The number of investors participating actively in decision making has been increasing steadily.
Of course, one still comes across instances where wrong choices cause disappointments in the form of failed investment objectives.
Over the years, the principles and techniques of investing in mutual funds have undergone a sea change. One of the key decisions that investors are required to make is to select the right option in a scheme.
In fact, it is as important as selecting the right fund. Mutual funds usually offer three options to investors, including growth, dividend payout and dividend reinvestment.
Knowing each option and choosing the one that suits you best is important.
First let us understand the "growth option". Here, a fund does not declare dividend and the net asset value (NAV) is allowed to grow. However, the NAV may fluctuate depending on how the markets behave from time to time.
Tax incidence under this option depends on the period for which the money remains invested. Moreover, tax liability arises only when you decide to redeem your holdings.
According to existing tax laws, for equity and equity-oriented balanced funds, i.e. funds that investment 65 per cent or more in domestic equities, short-term gains, i.e. gains made on investments redeemed with in 12 months, are taxed at a flat rate of 15 per cent.

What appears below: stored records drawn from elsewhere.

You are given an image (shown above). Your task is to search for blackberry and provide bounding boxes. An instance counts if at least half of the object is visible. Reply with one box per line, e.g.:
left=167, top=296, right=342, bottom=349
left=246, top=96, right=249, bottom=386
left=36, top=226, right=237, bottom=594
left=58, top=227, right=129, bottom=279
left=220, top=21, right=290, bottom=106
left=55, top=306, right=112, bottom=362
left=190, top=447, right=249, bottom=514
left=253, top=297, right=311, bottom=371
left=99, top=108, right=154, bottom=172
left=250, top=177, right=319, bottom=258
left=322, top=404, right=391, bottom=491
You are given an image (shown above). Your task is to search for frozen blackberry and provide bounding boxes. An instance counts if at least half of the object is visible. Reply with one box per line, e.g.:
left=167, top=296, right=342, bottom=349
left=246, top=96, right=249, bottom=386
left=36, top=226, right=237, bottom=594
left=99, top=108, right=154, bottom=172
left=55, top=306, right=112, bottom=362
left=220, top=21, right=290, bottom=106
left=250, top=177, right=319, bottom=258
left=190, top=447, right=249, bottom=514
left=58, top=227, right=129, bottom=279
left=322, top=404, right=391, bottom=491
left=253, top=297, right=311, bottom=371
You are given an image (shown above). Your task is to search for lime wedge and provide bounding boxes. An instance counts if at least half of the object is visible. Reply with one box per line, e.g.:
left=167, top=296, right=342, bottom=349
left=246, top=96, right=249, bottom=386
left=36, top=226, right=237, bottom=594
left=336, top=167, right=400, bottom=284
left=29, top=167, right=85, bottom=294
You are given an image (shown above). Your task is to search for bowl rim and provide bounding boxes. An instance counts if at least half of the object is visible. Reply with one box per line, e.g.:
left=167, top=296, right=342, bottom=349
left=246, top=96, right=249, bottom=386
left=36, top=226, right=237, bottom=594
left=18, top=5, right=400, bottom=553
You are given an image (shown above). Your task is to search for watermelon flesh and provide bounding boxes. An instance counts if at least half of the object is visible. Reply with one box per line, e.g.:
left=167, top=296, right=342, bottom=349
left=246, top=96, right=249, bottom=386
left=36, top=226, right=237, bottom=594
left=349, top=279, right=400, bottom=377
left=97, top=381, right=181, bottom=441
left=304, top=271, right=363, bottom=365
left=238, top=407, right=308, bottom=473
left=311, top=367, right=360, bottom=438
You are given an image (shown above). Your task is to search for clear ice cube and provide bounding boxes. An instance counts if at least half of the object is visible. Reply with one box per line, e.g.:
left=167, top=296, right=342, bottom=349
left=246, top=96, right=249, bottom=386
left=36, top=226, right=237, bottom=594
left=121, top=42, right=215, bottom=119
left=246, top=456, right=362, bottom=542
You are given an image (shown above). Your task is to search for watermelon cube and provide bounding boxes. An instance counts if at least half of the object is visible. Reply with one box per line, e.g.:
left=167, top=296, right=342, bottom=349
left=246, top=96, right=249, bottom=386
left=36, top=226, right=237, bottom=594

Long-term capital gains, i.e. gains on investments redeemed after 12 months, are, however, not taxed.
While growth option can be described as an ideal choice for long-term investments as it offers the benefit of compounding, in reality, many investors are wary of opting for it.
This is primarily due to their not-so-happy past experiences, wherein they saw the NAVs touching new highs only to plummet when the stock market spiraled down.
Therefore, they believe that dividend payout, i.e. an option wherein the fund declares and pays dividend as and when it has distributable booked profits, is a better option as it allows them to take some money out.
The fact, however, is that for someone who invests to achieve his or her long-term investment goals, such as children's education and wedding expenses, and their own retirement planning, the growth option remains the best bet because the compounding effect helps in building a large corpus.
In the long run, a combination of well-defined investment time horizon and a disciplined approach to investing through systematic investment plan (SIP) not only helps in tackling volatility, but also turns it into an advantage. Of course, for those investors who may like to either book profits periodically or receive some income by way of dividends, say, once in a year, or so, the dividend payout option would do the job.
It is important to know that dividends paid by equity and equity-oriented balanced funds are tax-free.
However, debt-oriented funds, i.e. funds that have an exposure of less than 65 per cent in equities, have to pay Dividend Distribution Tax (DDT) before paying out the dividend to investors. However, investors are not required to pay any tax on dividend received from debt funds. For individual investors, the DDT is 28.32 per cent (inclusive of surcharge).
Investors must know that for debt funds, any gain on units redeemed within three years is treated as short-term capital gains and is taxed at one's applicable tax rate. For example, an investor in the 30 per cent tax bracket has to pay 30 per cent tax on short-term capital gains.
However, any gains on units redeemed after three years is treated as long-term capital gains and is taxed at 20 per cent after indexation. Indexation benefit reduces the tax liability to a large extent and, hence, investors pay nominal tax on long-term capital gains.
Keeping these provisions in mind, investors in the tax bracket of 10 per cent and 20 per cent should opt for the growth option, if they intend to invest in debt-oriented funds for less than three years. For investments for three years or more, the right option would be "growth".
For investors in the 30 per cent tax bracket, dividend payout would be a better option for investments made with a time horizon of less than three years, whereas for three years and above, growth option would be ideal.
Now let's talk about the dividend reinvestment option. While the first part, i.e. dividend payment is exactly along the lines of dividend payout, the end result differs completely because instead of paying the dividend amount to the investor, it is reinvested in the same fund.
While this option has the combined features of dividend as well as growth option, it negates certain advantages.
For example, for an investor who has opted for dividend reinvestment in an equity fund, the fund will pay the dividend at a particular market level and the same will be reinvested in the fund at the same market level, thereby, defeating the main purpose.
Besides, one has to keep the dividend amount invested at least for a year to make it tax-free again. On the other hand, if one opts for the growth option, any withdrawals after one year are exempted from capital gains tax.
Therefore, one can plan redemptions for various purposes without having to worry about capital gains tax.
In other words, the toss-up should be between dividend and growth option. Therefore, consider various aspects relating to tax, rebalancing and time horizon before making a final call.